17

I just received a probability problem from a friend via a text and by the time I took to read it, I was sent a solution as well - which is confusing.. The question goes like this..

A person shoots basketball 100 times. First time he scores a point and second time he misses it. For the following shots, the probability of him scoring a point is equal to number of points scored before this shot divided by number of shots taken before this shot, for ex: if he is into his 21st shot and he has scored 13 points in the first 20 shots then the probability of him scoring in 21st shot is 13/20. What is the probability of scoring 66 points in the 100 shots (including the first two)

The confusing solution:

$\dfrac1{(n-1)} \ge \dfrac1{99}$

Can someone please explain the logic behind this?

HymnZzy
  • 273
  • 3
    I think what your friend is hinting at is that all possible point scores, from $1$ to $99,$ are equally likely. – bof Sep 12 '17 at 04:28
  • 1
    In general, if $n\ge2$ shots are taken, all possible scores from $1$ to $n$ are equally likely, i.e., each has probability $\frac1{n-1}.$ Proof by induction on $n$ seems like a good idea. – bof Sep 12 '17 at 04:31
  • 1
    Agree.. but even arriving at (1/(n-1)) requires some logic.. I'm failing to understand it.. – HymnZzy Sep 12 '17 at 04:38
  • 2
    Have you worked out the probability distribution for $n=3$? for $n=4$? for $n=5$? Have you tried mathematical induction? Or have you actually worked out a mathematical proof, and you are asking for an intuitive explanation? It's not clear what you're asking. – bof Sep 12 '17 at 04:42
  • 2
    To realize that $1/(n-1)$ is likely the answer, you should explicitly work out the solutions for $3$ throws, $4$ throws, and $5$ throws, like @bof suggested. Then, once you are reasonably suspicious that $1/(n-1)$ is true for every case, you should try to prove it using induction. – Zubin Mukerjee Sep 12 '17 at 05:00
  • @bof.. Yes.. I checked it out, it works I was more looking into how one can arrive at that solution.. In my prime (read schooling) days I would have solved it but haven't touched on probability for quite sometime.. – HymnZzy Sep 12 '17 at 05:24
  • @ZubinMukerjee. You answer is sound. – HymnZzy Sep 12 '17 at 05:24
  • 1
    Reference: This is Putnam exam 2002 problem B1. You can search for additional solutions online. –  Sep 12 '17 at 13:17

7 Answers7

21

Let $P(x, n)$ be the probability that you have $x$ points after $n$ throws. We are given that $$P(1,2) = 1$$

You are also given information about the probability of scoring at any step, if you know the number of points previously scored. In particular:

$$P(\text{scoring from } x-1, n-1 ) = \frac{x-1}{n-1}$$

$$P(\text{scoring from } x, n-1 ) = \frac{x}{n-1}$$


Now, note that in order to have $x$ points after $n$ throws, we can either have $x-1$ points after $n-1$ throws, then score a point, or have $x$ points after $n-1$ throws, then not score a point.

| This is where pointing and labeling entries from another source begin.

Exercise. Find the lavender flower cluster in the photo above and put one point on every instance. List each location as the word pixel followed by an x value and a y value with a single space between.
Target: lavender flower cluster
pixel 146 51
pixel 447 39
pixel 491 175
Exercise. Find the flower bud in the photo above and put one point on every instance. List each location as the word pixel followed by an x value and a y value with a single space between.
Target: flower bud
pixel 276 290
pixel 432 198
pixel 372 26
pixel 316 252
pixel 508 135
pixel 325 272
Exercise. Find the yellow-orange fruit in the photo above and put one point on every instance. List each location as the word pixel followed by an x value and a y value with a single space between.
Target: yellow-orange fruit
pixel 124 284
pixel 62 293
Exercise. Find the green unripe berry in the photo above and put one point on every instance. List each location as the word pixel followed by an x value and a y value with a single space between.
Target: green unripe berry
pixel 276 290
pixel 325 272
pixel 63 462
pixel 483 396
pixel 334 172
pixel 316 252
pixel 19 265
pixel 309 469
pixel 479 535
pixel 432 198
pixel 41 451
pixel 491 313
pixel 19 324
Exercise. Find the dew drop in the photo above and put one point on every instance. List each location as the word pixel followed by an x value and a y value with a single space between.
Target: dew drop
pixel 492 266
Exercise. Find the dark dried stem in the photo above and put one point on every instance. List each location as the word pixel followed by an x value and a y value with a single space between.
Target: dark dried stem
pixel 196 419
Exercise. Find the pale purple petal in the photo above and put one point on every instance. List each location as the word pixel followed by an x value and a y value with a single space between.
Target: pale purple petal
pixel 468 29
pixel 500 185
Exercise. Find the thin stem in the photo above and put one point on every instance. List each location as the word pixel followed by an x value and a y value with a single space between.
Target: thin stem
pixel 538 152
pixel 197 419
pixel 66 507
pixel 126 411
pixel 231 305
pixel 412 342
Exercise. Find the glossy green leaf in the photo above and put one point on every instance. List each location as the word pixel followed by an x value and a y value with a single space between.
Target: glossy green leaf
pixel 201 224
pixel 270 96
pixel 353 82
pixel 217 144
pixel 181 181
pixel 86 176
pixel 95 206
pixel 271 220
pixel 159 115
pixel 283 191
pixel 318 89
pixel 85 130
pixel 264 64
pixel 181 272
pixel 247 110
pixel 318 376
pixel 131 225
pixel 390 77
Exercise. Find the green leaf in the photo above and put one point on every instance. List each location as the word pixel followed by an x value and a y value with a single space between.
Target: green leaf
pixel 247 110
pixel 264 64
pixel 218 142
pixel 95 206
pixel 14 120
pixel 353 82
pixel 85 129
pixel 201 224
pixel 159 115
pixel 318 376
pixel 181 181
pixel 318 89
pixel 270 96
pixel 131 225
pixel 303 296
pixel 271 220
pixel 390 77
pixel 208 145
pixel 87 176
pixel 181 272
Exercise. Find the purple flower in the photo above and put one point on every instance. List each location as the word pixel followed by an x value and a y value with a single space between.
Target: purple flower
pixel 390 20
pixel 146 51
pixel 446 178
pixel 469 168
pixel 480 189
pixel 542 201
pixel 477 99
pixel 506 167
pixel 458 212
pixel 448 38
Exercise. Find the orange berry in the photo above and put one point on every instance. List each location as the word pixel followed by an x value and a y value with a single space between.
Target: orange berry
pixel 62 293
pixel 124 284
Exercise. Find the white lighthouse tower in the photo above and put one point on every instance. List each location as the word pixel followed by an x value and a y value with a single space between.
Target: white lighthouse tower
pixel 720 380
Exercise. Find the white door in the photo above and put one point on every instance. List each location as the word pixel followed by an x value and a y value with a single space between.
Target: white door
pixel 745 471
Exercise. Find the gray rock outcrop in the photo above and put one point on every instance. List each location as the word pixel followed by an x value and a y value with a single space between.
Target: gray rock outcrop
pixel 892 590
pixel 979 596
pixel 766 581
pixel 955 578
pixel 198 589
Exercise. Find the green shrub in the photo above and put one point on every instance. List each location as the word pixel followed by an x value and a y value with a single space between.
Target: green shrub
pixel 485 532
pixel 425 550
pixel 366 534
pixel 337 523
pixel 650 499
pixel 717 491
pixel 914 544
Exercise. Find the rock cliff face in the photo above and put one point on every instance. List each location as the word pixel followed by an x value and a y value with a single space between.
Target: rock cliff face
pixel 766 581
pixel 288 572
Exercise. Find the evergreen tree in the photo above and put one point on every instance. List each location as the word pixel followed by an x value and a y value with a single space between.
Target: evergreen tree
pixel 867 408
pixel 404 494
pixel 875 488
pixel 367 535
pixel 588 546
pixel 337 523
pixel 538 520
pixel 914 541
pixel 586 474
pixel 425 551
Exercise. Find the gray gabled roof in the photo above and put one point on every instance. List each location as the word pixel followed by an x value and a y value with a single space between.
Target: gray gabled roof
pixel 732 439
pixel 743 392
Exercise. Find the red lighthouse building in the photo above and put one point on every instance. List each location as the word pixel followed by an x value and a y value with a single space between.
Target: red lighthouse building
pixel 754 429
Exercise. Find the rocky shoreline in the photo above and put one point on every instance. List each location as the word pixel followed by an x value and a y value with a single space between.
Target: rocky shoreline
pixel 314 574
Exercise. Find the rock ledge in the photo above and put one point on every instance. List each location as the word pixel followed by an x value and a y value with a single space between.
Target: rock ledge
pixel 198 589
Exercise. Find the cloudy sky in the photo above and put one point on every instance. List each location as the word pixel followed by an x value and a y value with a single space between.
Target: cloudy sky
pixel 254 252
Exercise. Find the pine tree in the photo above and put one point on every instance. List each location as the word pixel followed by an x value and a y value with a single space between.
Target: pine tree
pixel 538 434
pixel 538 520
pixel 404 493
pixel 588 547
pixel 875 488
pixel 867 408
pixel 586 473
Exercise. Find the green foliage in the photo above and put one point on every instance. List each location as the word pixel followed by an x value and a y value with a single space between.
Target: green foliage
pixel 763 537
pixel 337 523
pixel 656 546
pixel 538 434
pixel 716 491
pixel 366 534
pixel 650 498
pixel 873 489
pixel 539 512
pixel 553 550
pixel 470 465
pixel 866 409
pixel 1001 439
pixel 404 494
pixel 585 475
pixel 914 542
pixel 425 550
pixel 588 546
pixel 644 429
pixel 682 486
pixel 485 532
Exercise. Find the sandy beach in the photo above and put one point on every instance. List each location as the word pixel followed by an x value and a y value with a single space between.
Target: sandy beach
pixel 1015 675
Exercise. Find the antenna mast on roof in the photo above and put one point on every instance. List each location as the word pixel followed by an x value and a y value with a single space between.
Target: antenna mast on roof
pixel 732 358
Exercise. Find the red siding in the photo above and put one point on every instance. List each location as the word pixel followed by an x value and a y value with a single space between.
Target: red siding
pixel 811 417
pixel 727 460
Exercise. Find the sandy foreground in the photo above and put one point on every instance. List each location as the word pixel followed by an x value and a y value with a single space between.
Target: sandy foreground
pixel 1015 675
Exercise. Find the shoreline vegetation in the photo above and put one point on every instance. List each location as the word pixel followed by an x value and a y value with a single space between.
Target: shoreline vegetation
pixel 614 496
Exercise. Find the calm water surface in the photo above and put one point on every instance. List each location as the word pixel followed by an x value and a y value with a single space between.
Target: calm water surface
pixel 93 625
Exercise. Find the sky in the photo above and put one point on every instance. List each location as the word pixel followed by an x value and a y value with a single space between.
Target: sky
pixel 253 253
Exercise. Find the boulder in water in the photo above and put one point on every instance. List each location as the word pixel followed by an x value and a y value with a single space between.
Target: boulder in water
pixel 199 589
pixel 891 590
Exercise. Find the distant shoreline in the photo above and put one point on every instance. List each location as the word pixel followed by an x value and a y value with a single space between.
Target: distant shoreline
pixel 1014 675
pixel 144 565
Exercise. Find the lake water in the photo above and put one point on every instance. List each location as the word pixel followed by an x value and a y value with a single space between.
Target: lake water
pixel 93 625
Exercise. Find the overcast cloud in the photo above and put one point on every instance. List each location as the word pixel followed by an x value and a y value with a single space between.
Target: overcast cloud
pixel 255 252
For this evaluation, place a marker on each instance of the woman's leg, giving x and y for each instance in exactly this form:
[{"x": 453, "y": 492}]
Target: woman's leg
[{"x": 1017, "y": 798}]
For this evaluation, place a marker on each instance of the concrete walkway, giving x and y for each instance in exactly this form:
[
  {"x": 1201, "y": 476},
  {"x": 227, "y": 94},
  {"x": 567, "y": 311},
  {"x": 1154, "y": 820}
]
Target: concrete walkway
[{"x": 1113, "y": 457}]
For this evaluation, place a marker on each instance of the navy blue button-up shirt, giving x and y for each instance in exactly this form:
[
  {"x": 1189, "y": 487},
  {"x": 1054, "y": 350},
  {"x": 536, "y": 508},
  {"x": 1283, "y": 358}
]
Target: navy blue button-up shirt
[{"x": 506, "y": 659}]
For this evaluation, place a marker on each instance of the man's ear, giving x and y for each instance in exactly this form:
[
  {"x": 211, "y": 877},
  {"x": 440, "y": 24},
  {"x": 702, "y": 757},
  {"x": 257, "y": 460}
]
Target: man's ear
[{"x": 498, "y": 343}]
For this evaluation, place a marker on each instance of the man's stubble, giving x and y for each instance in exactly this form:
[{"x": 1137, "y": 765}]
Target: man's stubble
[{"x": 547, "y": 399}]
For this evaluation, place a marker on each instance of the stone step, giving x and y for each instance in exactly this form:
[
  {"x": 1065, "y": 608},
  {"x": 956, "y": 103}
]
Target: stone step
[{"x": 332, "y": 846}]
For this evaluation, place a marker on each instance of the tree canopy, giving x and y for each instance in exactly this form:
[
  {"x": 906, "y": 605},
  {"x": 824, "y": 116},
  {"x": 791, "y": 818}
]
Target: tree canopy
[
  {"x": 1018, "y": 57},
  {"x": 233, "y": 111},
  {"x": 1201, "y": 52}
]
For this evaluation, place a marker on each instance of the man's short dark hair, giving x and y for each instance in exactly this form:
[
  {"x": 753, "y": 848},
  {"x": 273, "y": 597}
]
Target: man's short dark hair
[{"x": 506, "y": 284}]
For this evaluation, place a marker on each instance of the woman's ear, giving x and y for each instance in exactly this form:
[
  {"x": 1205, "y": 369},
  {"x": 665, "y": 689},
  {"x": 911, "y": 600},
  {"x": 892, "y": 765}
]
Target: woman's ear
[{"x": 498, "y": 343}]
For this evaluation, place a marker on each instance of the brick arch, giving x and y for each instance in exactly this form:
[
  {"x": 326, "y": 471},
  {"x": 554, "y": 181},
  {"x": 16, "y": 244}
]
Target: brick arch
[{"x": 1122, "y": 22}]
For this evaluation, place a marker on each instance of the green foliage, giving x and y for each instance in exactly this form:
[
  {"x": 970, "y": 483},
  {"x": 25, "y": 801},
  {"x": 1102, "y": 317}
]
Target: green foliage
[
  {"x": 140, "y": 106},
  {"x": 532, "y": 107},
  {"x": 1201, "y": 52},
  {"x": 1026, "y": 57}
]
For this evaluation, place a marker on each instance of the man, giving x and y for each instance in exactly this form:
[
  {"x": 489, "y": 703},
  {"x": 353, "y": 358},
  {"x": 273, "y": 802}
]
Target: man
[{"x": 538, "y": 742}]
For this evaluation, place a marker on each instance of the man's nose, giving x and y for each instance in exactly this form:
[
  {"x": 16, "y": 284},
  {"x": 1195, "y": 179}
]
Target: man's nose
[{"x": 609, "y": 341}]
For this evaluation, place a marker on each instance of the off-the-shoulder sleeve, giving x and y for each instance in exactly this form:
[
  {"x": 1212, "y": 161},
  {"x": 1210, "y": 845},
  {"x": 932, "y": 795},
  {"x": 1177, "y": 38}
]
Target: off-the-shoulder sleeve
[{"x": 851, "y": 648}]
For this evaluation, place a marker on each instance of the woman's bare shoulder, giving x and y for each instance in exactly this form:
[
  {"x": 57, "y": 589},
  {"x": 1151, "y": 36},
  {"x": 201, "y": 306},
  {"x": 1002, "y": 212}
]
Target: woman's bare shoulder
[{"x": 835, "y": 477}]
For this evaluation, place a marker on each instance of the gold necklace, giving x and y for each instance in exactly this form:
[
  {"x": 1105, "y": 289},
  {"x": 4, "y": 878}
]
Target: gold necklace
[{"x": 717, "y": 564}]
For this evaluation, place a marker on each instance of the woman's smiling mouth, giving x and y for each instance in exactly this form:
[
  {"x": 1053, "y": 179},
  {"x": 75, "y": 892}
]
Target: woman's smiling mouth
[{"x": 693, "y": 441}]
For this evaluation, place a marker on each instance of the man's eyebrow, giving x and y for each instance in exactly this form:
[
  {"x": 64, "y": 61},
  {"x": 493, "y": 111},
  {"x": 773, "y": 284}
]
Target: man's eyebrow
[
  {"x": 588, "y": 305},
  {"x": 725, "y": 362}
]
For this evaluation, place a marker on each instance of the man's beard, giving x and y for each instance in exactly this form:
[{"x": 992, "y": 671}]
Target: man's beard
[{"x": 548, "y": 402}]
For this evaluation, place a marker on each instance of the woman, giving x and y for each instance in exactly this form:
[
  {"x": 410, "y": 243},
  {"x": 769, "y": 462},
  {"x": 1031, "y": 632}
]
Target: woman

We can write this as follows:

$$P(x,n) = P(x-1,n-1)P(\text{scoring from } x-1, n-1 ) + P(x,n-1)(1 - P(\text{scoring from } x, n-1 ))$$

This is the same as

$$P(x,n) = P(x-1,n-1)\left(\frac{x-1}{n-1}\right) + P(x,n-1)\left(1 -\left(\frac{x}{n-1}\right)\right)$$ $$P(x,n) = P(x-1,n-1)\left(\frac{x-1}{n-1}\right) + P(x,n-1)\left(\frac{n-1 - x}{n-1}\right)$$

Call this last result "potato", because we will refer to it later as such.


Statement:

For all $n > 1$ and $1 \leq x \leq n-1$, $$P(x,n) = \frac{1}{n-1}$$

Proof:

Our base case is $n=2$, for which we are given that $$P(1,2)=1$$

For the inductive step, we assume that for some $k \geq 2$, the following is true for all $x$ between $1$ and $k-1$, inclusive: $$P(x,k) = \frac{1}{k-1}$$

Now suppose $y$ satisfies $2 \leq y \leq k-1$, and we wish to find $P(y, k+1)$. By the previous result "potato", we can write

$$P(y,k+1) = P(y-1,k)\left(\frac{y-1}{k}\right) + P(y,k)\left(\frac{k - y}{k}\right)$$

But we know from our inductive assumption that $P(y,k) = P(y-1,k) = 1/(k-1)$. Therefore,

$$P(y,k+1) = \left(\frac{1}{k-1}\right)\left(\frac{y-1}{k}\right) + \left(\frac{1}{k-1}\right)\left(\frac{k - y}{k}\right)$$

$$P(y,k+1) =\frac{y-1}{k(k-1)} + \frac{k-y}{k(k-1)}$$

$$P(y,k+1) = \frac{k-1}{k(k-1)}$$

$$P(y,k+1) = \frac{1}{k}$$

We are finished for the cases when $2 \leq y \leq k-1$, but we still have to consider the edge cases $y=1$ and $y=k$.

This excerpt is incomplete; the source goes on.